Overcurrent cycling refers to the procedure of imposing repetitive overcurrent to superconducting tapes/devices for characterizing their critical current reduction. Characterizing the overcurrent cycling behaviour of Rare Earth Barium Copper Oxide (ReBCO) tapes is a crucial step in the design process of High Temperature Superconducting (HTS) devices. Multiple overcurrent incidents during the operation of an HTS device can significantly decrease the total critical current, leading to potential quenches and failures. Data-driven models have been proposed in the literature to estimate the Critical Current Degradation Rate (CCDR) of ReBCO tapes under multiple overcurrent scenarios.
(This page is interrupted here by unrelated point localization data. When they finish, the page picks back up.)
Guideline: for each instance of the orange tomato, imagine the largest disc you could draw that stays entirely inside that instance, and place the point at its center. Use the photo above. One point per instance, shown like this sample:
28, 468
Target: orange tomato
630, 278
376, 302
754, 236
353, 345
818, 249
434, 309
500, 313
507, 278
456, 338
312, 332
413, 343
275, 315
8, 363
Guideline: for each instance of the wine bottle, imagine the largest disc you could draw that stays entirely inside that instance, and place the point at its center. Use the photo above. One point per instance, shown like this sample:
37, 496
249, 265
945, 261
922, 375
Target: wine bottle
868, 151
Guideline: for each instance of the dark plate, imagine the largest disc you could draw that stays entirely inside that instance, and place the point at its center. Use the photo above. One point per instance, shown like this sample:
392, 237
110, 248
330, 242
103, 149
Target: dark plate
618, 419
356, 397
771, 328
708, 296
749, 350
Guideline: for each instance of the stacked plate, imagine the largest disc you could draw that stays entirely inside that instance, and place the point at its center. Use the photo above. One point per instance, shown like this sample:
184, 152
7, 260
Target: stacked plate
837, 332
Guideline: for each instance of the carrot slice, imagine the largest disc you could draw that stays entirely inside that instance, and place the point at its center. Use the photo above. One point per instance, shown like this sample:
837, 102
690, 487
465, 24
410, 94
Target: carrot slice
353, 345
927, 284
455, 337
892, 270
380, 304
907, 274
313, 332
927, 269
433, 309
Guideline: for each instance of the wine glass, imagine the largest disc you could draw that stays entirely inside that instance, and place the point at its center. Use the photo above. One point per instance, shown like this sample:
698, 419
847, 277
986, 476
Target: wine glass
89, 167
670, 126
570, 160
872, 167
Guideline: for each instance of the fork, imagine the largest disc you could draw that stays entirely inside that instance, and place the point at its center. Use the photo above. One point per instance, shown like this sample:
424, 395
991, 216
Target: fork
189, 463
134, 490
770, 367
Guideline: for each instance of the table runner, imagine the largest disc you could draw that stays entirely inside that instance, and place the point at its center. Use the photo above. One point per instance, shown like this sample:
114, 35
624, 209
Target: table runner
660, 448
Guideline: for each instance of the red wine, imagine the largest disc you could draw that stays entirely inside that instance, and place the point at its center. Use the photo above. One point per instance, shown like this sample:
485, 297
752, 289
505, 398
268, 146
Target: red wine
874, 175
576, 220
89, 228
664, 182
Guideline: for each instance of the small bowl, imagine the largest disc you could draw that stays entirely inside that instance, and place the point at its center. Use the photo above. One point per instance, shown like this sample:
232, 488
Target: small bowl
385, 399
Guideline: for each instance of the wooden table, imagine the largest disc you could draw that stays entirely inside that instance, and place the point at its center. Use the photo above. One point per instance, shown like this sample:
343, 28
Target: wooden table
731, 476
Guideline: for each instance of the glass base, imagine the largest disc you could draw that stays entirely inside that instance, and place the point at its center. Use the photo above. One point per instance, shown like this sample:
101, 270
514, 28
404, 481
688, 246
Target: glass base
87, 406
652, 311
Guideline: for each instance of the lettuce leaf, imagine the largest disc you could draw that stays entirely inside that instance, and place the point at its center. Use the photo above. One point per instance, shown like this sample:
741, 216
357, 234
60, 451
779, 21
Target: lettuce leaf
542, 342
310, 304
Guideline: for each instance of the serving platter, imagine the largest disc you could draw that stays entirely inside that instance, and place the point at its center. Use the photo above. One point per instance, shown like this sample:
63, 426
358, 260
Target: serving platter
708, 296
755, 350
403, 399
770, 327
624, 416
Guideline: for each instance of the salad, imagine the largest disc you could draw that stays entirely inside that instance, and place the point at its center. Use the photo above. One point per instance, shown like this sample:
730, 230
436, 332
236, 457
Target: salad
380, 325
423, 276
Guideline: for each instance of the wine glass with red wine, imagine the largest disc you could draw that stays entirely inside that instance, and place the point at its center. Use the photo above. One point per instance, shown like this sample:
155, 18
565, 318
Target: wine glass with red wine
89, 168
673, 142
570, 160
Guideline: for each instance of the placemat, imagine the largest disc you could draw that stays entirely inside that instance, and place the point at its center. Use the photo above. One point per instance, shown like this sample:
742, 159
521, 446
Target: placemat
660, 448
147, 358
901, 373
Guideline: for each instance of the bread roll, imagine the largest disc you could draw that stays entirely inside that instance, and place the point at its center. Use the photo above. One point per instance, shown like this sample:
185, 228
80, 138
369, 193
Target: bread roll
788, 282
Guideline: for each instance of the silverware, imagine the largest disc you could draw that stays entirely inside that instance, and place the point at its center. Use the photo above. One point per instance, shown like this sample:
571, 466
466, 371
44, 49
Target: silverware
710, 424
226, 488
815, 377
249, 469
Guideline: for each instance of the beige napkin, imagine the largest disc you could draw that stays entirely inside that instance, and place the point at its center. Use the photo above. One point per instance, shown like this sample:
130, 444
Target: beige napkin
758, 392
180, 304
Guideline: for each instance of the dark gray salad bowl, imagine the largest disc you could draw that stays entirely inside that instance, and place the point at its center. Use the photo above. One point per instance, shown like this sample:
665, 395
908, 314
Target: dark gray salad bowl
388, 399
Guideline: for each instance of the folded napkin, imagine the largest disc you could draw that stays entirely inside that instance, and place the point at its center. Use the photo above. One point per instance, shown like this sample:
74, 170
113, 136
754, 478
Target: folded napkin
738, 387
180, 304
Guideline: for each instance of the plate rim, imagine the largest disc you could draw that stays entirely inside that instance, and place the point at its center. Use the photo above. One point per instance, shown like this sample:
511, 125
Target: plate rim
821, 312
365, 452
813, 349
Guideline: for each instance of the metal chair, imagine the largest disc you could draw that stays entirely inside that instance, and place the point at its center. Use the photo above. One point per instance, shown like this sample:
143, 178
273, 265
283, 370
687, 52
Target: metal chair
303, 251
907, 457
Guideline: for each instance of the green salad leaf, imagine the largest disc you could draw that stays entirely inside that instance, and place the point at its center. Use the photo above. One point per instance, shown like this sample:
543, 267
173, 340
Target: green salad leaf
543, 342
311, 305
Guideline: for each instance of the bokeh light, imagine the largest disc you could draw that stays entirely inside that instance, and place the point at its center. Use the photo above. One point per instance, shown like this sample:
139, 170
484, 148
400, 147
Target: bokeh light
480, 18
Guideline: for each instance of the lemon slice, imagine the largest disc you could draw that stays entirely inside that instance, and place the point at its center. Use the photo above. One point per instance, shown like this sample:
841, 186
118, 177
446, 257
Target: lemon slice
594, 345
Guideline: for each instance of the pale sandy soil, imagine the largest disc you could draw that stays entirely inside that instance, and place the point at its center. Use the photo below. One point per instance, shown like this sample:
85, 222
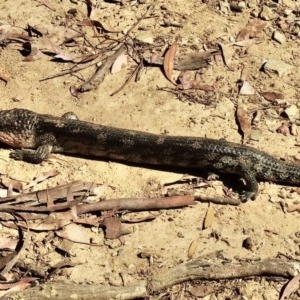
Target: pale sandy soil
141, 106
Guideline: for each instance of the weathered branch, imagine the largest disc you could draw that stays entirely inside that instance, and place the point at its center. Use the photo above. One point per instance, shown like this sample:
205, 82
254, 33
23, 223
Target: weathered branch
197, 269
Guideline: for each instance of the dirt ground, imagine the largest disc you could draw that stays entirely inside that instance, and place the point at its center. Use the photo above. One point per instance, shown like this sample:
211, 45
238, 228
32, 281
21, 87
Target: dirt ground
141, 105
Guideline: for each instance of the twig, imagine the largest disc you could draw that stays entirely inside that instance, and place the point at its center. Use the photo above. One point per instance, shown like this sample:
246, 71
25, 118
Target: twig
137, 204
136, 70
197, 269
218, 200
101, 72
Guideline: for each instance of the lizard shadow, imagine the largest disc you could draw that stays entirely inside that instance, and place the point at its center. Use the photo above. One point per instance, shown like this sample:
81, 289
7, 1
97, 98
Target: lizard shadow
231, 181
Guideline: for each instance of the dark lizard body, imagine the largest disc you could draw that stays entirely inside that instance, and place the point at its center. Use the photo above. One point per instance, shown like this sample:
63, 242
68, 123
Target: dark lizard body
43, 134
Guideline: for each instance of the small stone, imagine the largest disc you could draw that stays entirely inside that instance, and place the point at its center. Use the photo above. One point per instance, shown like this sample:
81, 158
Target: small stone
248, 243
145, 37
242, 4
292, 112
255, 135
267, 13
277, 66
294, 129
279, 37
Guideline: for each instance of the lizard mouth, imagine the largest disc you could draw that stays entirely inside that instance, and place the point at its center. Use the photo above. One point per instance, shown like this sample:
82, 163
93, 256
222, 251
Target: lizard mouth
11, 140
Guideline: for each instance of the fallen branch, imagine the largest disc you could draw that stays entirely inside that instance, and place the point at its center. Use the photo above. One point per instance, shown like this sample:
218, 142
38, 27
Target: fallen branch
101, 72
137, 204
197, 269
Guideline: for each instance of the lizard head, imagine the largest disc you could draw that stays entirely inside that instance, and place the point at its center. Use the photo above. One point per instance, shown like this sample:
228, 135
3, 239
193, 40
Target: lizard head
17, 128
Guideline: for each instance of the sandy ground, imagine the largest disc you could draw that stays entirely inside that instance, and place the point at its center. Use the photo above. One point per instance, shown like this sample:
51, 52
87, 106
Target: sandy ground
140, 105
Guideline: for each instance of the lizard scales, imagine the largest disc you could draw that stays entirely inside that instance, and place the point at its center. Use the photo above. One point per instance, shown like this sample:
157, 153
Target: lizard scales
37, 135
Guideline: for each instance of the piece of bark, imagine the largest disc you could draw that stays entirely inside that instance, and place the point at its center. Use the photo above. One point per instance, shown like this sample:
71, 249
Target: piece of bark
101, 71
197, 269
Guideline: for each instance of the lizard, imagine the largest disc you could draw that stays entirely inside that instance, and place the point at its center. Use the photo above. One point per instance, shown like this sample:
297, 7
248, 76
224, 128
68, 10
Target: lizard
35, 136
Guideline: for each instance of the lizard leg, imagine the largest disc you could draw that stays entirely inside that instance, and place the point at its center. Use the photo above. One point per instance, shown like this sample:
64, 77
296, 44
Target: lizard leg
240, 167
32, 156
251, 183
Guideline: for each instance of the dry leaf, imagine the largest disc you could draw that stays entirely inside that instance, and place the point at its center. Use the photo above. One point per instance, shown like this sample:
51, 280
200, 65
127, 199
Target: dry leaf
244, 121
16, 286
283, 129
15, 184
40, 178
4, 75
247, 89
272, 96
169, 61
34, 52
74, 233
247, 43
186, 84
114, 228
251, 30
192, 248
291, 288
4, 30
227, 52
119, 63
209, 218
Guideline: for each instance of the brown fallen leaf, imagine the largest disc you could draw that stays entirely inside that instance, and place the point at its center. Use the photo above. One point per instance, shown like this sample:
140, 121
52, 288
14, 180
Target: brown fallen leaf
244, 121
168, 64
186, 84
40, 178
74, 233
209, 218
283, 129
272, 96
16, 286
4, 75
251, 30
119, 63
291, 288
114, 228
98, 25
247, 43
227, 53
12, 183
193, 248
33, 52
4, 31
247, 89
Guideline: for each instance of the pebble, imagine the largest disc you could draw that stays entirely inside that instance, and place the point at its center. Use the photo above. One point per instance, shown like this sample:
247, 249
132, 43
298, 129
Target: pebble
267, 13
279, 37
292, 112
277, 66
144, 37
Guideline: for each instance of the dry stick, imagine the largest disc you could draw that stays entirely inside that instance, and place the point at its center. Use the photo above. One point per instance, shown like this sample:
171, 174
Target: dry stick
197, 269
101, 72
40, 197
137, 204
218, 200
136, 70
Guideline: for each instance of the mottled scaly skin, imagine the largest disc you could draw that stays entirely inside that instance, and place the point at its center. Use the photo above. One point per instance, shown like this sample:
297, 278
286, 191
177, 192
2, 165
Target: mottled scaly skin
43, 134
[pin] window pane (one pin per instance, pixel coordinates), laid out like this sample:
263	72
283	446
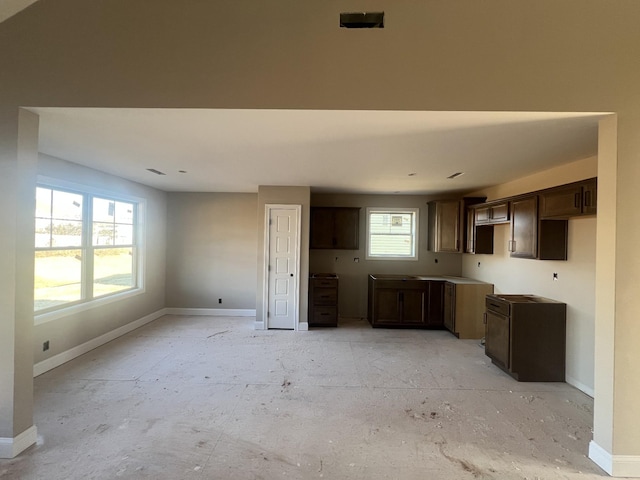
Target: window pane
112	270
124	234
57	278
103	210
66	233
103	233
43	233
67	206
43	202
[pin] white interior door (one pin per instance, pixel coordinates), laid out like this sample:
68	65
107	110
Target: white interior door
282	267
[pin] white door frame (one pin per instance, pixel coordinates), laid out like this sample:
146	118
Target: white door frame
265	284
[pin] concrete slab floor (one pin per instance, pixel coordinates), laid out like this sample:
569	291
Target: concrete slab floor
189	397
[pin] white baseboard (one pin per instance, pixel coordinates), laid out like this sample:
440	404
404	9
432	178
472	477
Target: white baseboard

However, these methods have exhibited notable errors in the range of 8%–11%, in the estimation of the critical current reduction. This paper proposed methods based on Artificial Intelligence (AI) techniques aimed at the challenges of conventional methods of CCDR estimation. Different AI-based techniques were proposed, tested, and compared to show the effectiveness of the proposed intelligent approach, including Support Vector Regression (SVR), Decision Tree (DT), Radial Basis Function (RBF), and Fuzzy Inference System (FIS). Experimental data on critical current values of ReBCO tapes subjected to multiple and repetitive overcurrent cycles were employed for this investigation. The results demonstrated that the Mean Relative Error (MRE) of the SVR method is 23%, for the DT model is approximately 0.61%, the MRE of the FIS model is well above 0.06%, and the MRE value for the RBF method is about 1.1 × 10−6%. Moreover, the proposed AI models offer fast test times, ranging from 1 to 11 ms. These findings highlighted the potential of using AI techniques to enhance the estimation accuracy of the risks associated with overcurrent events.